Abstract

Network representation learning endeavors to learn low-dimensional dense representations for nodes in a network. With the rapid development of online social platforms, the analysis of social networks has become increasingly significant. Although network representation learning can facilitate the social network analysis, most existing algorithms merely exploit the explicit structure among nodes to obtain the node representations. Besides, traditional network representation learning techniques ignore the influence of nodes in a network when generating the representations of nodes. Motivated by this, we innovatively propose an influence-aware graph neural network (IAGNN) framework, which can learn the latent feature representations of nodes by incorporating both node influence and global structure information into the embedding process for encoding graph-structured data. The generated low-dimensional dense representations of the nodes in a network can be used for subsequent tasks such as user classification and user behavior prediction.

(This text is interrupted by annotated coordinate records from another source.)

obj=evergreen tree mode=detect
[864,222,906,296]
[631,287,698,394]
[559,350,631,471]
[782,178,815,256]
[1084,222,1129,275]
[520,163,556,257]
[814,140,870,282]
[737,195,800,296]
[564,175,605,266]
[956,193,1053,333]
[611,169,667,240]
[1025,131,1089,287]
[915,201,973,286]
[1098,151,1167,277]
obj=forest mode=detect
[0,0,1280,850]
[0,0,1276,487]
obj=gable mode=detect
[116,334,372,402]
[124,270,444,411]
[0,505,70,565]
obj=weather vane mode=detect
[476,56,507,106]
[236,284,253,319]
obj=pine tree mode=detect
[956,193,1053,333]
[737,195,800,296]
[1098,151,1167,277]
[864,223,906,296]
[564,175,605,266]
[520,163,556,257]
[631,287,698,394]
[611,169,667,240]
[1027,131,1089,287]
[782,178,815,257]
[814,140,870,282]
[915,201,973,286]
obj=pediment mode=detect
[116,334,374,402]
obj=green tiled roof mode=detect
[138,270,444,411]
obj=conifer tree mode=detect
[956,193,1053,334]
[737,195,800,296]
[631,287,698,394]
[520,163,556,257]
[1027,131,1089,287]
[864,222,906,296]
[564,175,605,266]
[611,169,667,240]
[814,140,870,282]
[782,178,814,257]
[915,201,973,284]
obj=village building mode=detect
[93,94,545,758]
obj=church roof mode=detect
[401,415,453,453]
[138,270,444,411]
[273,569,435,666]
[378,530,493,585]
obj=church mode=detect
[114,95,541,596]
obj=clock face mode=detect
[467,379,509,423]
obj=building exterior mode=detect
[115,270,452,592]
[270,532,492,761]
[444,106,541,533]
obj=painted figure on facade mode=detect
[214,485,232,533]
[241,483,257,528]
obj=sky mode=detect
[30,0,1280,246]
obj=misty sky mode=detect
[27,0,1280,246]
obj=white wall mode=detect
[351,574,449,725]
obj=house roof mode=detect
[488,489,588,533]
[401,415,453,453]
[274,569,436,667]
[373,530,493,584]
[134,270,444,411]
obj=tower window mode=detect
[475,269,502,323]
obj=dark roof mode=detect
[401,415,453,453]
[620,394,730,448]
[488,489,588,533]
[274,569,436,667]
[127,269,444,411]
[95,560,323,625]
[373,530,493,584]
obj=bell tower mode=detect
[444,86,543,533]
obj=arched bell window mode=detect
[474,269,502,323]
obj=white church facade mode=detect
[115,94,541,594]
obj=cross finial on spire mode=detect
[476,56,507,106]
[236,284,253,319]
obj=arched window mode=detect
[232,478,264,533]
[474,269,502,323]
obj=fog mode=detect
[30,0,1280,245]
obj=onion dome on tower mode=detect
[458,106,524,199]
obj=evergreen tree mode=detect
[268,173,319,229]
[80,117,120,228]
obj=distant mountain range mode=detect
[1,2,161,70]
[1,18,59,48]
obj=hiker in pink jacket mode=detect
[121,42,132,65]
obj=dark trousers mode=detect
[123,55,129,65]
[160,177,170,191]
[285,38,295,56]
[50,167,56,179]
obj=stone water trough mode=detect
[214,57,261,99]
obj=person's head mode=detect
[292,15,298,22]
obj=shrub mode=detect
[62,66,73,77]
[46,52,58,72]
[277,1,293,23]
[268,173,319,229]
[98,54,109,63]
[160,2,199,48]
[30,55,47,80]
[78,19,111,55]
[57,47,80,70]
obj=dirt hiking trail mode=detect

Specifically, we assign different weights to each node according to different types of topology between their neighbors, and integrate with the basic influence of each node to generate an intermediate matrix with influence information. The intermediate matrix is encoded into low-dimensional and dense vector spaces by leveraging the attention mechanism and the graph convolution operation. Extensive experiments are conducted on five datasets, and IAGNN achieves an average accuracy of 3% higher than the comparison algorithms on the node classification and link prediction tasks. The experimental results demonstrate that our model can significantly outperform the state-of-the-art network embedding methods such as GCN, GAT, GraphSage, AGNN on node classification and link prediction tasks.